En effet, sur tout le pourtour méditerranéen un nombre important de réseaux phréatiques profonds et de sources vauclusiennes sont développés à des altitudes plus basses que les variations glacio-eustatiques du Quaternaire, mais sont en revanche corrélables aux niveaux de base Messinien et Pliocène (Fig. 2-11). En effet, après la période de chute drastique du niveau marin au Messinien (5,96 – 5,32 Ma), le développement du karst per ascensum est contrôlé pendant 3 Ma par les remontées successives du niveau de base jusqu’à la fin du Pliocène (1,8 Ma). Cette spéléogénèse montre que le développement du karst n’est pas réduit à la période de crise, mais

prolonge ses effets durant tout le Pliocène et le Quaternaire. D’après la Fig.2-11, les karsts profonds de Provence et des Causses ne semblent pas directement reliés à des rias pliocènes.

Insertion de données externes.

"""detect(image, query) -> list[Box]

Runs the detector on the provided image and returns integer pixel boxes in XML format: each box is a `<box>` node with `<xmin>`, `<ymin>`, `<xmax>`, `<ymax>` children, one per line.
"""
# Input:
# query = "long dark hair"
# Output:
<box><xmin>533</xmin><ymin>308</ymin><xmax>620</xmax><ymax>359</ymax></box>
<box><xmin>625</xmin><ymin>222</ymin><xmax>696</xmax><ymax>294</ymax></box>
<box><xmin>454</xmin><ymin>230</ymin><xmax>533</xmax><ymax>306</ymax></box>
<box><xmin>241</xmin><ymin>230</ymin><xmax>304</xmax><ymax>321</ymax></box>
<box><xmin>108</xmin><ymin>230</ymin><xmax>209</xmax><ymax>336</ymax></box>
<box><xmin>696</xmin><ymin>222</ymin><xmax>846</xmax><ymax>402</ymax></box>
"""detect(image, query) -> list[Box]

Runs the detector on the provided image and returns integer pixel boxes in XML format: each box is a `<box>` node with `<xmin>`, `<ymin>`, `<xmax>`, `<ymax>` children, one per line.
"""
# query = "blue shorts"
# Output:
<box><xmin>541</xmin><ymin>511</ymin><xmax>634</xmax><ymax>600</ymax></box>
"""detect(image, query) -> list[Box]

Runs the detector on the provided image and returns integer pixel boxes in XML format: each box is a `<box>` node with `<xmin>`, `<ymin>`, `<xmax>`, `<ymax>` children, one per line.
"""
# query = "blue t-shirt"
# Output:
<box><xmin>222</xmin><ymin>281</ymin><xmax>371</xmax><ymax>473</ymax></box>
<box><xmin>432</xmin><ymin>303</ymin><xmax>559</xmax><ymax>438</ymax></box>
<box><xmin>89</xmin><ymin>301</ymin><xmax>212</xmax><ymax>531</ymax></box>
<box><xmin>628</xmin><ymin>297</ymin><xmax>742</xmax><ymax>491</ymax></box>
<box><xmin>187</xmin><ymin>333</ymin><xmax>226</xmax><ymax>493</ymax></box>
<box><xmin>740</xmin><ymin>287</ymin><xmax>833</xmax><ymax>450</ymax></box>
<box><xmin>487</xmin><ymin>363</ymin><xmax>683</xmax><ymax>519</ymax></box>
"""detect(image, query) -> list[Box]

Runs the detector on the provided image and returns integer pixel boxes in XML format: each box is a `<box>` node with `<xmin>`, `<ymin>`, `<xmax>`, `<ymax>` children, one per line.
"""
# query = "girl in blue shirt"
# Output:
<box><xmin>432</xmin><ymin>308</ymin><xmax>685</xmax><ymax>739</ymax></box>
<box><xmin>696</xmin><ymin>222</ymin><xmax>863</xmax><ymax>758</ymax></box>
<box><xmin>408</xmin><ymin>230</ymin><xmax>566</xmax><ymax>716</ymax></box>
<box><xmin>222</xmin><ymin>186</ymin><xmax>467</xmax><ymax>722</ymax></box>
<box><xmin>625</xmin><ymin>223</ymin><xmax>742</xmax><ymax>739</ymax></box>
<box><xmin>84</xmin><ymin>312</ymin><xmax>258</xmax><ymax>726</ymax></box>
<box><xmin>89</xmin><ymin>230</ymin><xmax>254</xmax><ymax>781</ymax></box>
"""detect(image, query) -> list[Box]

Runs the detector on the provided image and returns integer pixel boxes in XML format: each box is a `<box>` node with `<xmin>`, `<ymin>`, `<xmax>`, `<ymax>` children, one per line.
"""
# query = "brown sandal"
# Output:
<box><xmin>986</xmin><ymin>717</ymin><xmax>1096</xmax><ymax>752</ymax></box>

Figure 2- 11 : Localisation des systèmes phréatiques profonds du pourtour méditerranéen comparés aux canyons messiniens et aux rias pliocènes (Mocochain et al., 2011).

2.2.3 Méthodologie de caractérisation de la karstification

La spéléogenèse d’une région donnée est directement dépendante des variations de son niveau de base, et donc des mouvements tectoniques et/ou eustatiques, c'est-à-dire la géodynamique régionale. De plus, un certains nombre de réseaux karstiques, trop étroits, noyés profonds, ou inconnus, ne sont pas accessibles directement à l’homme. C’est pourquoi il est pertinent de placer le karst dans un contexte de géodynamique de bassin afin d’étudier son évolution (Aunay et Le Strat, 2002 ; Dörfliger et al., 2006; Mocochain et al., 2006a,b). La méthodologie proposée par

Aunay et al., (2005) est une approche géologique qui repose sur ce positionnement du système karstique dans son contexte géodynamique régional, et permet de définir le cadre de son évolution au cours du temps (Fig. 2-12).

Figure 2- 12 : Schéma conceptuel de la méthodologie de caractérisation du développement de la karstification (Aunay et al., 2005 in Dörfliger et al., 2008).

Cette méthodologie repose d’abord sur la prise en compte des variations eustatiques globales, de l’histoire tectonique régionale et de l’enregistrement sédimentaire du bassin. Cette prise en compte de l’histoire géologique régionale va permettre de définir des périodes qui ont été propices à la karstification. Ensuite, l’étude géomorphologique des surfaces, des paléo-cours d’eau, et les datations de sédiments piégés dans les karsts vont permettre de reconstituer l’évolution paléogéographique de la région étudiée. Cette reconstitution est nécessaire pour identifier les périodes d’émersion favorables à la karstification, et le gradient topographique qui va contrôler la vergence des paléo-cours d’eau associés au drainage karstique, des paléo-exutoires et des reculées karstiques.